L’industrie de cacao génère des milliards de dollars chaque année et représente parfois la principale source de revenu d’un pays. Le cacao représente parfois presque la moitié du PIB d’un pays et les acteurs sont prêts à tout pour le rentabiliser quitte à enfreindre la loi.

La déforestation et la culture du cacao

La croissance de la demande en chocolat favorise la culture illicite de cacao. Des études ont révélé que chaque année, environ 3 millions de tonnes de chocolat sont englouties dans le monde dont 60 % rien qu’en Europe. Les adeptes du chocolat ne cessent d’augmenter, car les ventes augmentent chaque année de 2 à 5 %. Cette croissance de la demande engendre une face cachée du grand public. Elle favorise la culture intensive et incontrôlée du cacao qui est la première cause de la déforestation en Afrique de l’Ouest tel que la Côte-d’Ivoire. La déforestation met en péril de nombreuses espèces à l’image des emblématiques éléphants. C’est un drame environnemental, mais aussi social qui peut être évités les acteurs prennent leur responsabilité en acceptant de modifier leurs pratiques.

Les industriels du cacao

L’accroissement de la consommation de chocolat profite aux industriels du secteur. Mais en se référant à l’Afrique de l’Ouest, cet accroissement constitue une épée de Damoclès au-dessus de la tête des producteurs, lui, qui ne sont pas en mesure de financer un accroissement de leur production. Les producteurs sont obligés de solliciter des aides financiers venant de l’extérieur, notamment en Europe. Ces derniers imposent ses conditions et obligent les producteurs à les respecter quitte à exploiter de façon abusive la forêt. Au cours de ces cinq dernières années, la consommation mondiale de chocolat a augmenté de 7%. Elle a effectivement augmenté deux fois plus vite que la production elle-même en à peine dix ans. Le risque de pénurie existe du fait notamment du vieillissement de la plantation et la baisse de fertilité des terrains cultivés.

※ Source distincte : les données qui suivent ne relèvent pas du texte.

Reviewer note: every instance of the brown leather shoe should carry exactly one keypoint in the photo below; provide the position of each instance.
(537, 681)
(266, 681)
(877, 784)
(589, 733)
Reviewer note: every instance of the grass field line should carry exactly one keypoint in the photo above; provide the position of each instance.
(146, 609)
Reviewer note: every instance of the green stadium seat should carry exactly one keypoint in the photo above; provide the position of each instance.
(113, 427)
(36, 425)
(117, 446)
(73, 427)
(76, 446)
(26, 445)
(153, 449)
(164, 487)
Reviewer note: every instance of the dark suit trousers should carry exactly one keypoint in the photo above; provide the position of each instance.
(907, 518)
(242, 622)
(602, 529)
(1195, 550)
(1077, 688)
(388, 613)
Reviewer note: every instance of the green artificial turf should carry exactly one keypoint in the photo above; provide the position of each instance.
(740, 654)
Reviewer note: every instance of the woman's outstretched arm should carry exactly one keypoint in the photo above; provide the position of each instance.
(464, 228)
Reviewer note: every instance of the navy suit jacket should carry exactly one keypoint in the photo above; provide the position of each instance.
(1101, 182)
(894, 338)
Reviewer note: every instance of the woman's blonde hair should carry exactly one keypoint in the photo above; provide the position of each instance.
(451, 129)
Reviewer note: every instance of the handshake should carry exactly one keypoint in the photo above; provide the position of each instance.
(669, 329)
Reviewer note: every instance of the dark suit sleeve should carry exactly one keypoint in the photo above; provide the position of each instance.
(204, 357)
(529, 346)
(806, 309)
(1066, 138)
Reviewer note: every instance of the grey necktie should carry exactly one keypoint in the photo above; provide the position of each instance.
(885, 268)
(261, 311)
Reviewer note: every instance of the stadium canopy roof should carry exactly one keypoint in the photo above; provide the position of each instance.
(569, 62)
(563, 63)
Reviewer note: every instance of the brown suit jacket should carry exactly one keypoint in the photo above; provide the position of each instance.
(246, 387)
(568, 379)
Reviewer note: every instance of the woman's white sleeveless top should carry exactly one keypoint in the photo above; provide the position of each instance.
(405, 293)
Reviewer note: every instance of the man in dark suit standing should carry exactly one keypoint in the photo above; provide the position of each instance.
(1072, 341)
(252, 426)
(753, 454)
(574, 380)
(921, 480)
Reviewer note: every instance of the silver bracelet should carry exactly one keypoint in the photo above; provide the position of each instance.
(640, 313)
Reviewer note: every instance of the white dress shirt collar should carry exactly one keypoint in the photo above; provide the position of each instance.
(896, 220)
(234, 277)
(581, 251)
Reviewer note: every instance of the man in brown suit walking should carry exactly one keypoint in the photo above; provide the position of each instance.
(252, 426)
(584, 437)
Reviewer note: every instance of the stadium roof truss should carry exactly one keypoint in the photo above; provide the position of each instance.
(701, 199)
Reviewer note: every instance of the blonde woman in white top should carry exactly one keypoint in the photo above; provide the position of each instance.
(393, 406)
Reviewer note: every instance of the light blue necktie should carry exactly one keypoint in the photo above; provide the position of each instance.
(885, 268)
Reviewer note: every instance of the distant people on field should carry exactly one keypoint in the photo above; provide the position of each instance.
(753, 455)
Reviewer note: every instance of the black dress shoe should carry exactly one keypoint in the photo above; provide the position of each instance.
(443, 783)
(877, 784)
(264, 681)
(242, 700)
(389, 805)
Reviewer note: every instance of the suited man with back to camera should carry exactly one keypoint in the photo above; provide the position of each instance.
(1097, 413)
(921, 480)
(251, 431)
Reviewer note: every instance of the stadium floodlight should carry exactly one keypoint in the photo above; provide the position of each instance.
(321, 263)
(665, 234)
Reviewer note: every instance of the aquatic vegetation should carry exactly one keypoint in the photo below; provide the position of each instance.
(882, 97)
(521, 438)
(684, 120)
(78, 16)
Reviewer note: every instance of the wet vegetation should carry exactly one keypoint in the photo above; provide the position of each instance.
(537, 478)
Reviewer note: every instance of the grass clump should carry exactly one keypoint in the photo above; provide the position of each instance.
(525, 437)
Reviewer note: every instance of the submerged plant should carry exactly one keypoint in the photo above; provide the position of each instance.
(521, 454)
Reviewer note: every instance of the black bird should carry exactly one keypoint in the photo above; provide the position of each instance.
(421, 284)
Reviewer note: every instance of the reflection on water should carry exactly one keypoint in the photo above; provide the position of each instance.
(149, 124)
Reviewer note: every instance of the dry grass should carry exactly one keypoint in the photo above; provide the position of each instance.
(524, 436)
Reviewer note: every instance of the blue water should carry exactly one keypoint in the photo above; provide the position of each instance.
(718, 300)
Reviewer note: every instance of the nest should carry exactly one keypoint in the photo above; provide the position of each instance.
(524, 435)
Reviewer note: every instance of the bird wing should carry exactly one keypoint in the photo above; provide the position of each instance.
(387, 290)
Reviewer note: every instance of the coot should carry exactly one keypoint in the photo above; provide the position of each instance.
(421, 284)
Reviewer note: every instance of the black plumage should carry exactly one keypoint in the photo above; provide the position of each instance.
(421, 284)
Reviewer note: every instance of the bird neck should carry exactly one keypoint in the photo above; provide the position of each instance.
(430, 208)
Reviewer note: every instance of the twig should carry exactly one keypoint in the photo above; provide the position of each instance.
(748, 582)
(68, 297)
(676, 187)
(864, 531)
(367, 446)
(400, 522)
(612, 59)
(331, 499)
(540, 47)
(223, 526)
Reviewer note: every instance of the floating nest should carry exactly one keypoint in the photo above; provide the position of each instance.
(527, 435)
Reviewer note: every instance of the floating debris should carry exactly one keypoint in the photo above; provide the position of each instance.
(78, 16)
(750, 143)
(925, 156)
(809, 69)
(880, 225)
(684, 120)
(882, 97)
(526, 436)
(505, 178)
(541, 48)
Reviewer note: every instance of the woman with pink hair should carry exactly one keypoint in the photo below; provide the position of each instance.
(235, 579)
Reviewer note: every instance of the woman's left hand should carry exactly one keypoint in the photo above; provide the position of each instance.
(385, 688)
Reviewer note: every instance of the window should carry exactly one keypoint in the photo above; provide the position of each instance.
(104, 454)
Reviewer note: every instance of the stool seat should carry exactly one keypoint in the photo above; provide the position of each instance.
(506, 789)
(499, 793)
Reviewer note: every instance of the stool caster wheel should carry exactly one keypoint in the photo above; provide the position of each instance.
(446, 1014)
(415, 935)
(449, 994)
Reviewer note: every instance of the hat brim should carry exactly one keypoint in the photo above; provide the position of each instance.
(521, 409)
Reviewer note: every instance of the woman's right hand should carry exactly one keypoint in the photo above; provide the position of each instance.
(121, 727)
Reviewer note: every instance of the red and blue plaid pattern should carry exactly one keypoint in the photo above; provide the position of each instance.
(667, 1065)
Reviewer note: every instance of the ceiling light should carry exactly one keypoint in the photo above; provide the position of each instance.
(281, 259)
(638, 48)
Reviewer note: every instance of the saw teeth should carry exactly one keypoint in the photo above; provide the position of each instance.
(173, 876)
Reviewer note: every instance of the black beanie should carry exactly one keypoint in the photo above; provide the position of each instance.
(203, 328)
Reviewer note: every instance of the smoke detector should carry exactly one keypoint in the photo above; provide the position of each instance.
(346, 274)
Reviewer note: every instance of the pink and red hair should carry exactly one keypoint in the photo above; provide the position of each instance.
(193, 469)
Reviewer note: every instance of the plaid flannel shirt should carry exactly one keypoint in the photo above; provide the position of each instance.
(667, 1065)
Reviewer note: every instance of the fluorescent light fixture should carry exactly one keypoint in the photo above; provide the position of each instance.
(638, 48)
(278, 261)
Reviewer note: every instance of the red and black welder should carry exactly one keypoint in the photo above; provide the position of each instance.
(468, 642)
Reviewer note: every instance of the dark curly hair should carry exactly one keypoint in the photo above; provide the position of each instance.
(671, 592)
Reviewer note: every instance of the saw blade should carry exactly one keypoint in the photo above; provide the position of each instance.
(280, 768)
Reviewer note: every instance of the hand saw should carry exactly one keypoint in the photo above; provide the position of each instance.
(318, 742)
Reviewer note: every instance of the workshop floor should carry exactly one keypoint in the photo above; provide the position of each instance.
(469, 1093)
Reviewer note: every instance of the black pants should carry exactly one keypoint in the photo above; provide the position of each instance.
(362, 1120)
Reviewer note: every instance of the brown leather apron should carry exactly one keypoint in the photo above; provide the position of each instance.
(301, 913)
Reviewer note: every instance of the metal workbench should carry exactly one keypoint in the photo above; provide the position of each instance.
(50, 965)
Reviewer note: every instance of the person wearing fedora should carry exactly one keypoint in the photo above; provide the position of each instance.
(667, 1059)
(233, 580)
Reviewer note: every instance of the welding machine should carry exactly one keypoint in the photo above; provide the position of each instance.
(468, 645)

Les engagements contre la déforestation

Beaucoup d’industriels tels que Nestlé ou Cémoi, le 5 Mars,  viennent de lancer un plan d’action commun pour contrer la déforestation au Ghana et en Côte d’Ivoire. L’objectif est de retrouver 20 % de forêt d’ici 2030. Ils se sont donné 3 semaines pour préciser chacun leurs plans d’action. Certains industriels tels que Mondelez n’ont pas pu attendre ce délai pour monter leurs plans d’action. Ce dernier d’engage à cartographier 100% de ses fermes Cacao Life dans les principaux pays du programme tels que l’Indonésie cette année même,  planter plus de 2,7 millions d’arbres pour restaurer les forêts d’ici 2022.